While still far from practical implementation, the prospect of ultra-powerful quantum computers has raised significant concerns about information security. That’s because a true quantum machine could quickly undermine the classical security protocols on which the current e-commerce edifice is founded, potentially bringing the whole thing crashing down.

That prospect has spurred remarkable progress in the technology of quantum key distribution (QKD), an information-security approach that, in principle, could straight-arm the security threat from quantum computers. But QKD networks, relying on delicate single-photon processes, face some knotty problems in scalability, speed and bandwidth. Now, researchers in Saudi Arabia, the United Kingdom and the United States have devised an alternative to QKD that can achieve “perfect-secrecy cryptography” through 100% classical channels—and that’s compatible with the existing optical-communications infrastructure. 

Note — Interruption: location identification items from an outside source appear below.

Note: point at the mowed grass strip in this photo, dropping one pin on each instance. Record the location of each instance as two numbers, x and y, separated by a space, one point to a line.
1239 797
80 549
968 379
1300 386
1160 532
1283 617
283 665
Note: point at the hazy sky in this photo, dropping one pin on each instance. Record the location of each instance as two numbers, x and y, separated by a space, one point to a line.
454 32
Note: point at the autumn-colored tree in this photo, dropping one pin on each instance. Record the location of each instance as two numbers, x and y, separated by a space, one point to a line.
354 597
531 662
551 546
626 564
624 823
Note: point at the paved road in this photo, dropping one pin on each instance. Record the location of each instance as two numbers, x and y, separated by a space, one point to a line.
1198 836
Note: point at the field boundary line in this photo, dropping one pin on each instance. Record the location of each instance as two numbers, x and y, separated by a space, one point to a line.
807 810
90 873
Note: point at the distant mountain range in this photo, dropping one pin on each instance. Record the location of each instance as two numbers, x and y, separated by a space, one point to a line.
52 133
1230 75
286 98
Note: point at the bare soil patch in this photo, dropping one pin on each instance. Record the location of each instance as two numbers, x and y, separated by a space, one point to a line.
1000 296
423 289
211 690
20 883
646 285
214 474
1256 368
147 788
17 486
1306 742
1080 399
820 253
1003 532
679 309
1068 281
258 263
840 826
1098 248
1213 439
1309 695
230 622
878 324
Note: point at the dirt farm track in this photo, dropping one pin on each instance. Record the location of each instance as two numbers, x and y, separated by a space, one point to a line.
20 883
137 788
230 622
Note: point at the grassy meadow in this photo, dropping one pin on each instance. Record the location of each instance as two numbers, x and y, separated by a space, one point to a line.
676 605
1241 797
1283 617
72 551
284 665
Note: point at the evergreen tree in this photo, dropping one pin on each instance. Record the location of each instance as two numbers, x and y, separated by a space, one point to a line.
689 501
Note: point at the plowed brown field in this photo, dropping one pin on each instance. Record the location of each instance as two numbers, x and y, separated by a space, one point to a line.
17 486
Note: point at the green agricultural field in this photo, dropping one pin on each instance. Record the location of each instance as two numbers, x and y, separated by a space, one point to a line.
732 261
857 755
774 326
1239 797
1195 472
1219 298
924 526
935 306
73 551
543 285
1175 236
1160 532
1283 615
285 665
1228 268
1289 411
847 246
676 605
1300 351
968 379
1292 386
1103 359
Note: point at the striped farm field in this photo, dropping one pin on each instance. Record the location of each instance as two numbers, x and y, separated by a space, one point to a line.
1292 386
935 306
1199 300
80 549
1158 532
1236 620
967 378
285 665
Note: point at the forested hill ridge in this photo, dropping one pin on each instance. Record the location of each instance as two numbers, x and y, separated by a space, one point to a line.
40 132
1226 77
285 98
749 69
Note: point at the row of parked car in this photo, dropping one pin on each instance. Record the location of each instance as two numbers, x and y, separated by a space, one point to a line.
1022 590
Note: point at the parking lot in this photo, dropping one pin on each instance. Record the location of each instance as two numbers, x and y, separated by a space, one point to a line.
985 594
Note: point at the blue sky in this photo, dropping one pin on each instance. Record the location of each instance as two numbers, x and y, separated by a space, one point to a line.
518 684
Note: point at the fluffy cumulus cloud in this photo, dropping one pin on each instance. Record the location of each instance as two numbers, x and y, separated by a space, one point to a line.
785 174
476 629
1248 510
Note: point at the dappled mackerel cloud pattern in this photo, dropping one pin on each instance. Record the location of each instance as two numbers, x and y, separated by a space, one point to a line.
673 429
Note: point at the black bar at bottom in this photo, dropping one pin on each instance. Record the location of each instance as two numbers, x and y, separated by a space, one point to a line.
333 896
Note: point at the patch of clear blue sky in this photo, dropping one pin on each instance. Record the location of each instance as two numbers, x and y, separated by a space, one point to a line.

The system exploits correlated chaotic wavepackets, which are mixed in inexpensive and CMOS compatible silicon chips. The chips can generate 0.1 Tbit of different keys for every mm of length of the input channel, and require the transmission of an amount of data that can be as small as 1/1000 of the message’s length. We discuss the security of this protocol for an attacker with unlimited technological power, and who can access the system copying any of its part, including the chips. The second law of thermodynamics and the exponential sensitivity of chaos unconditionally protect this scheme against any possible attack.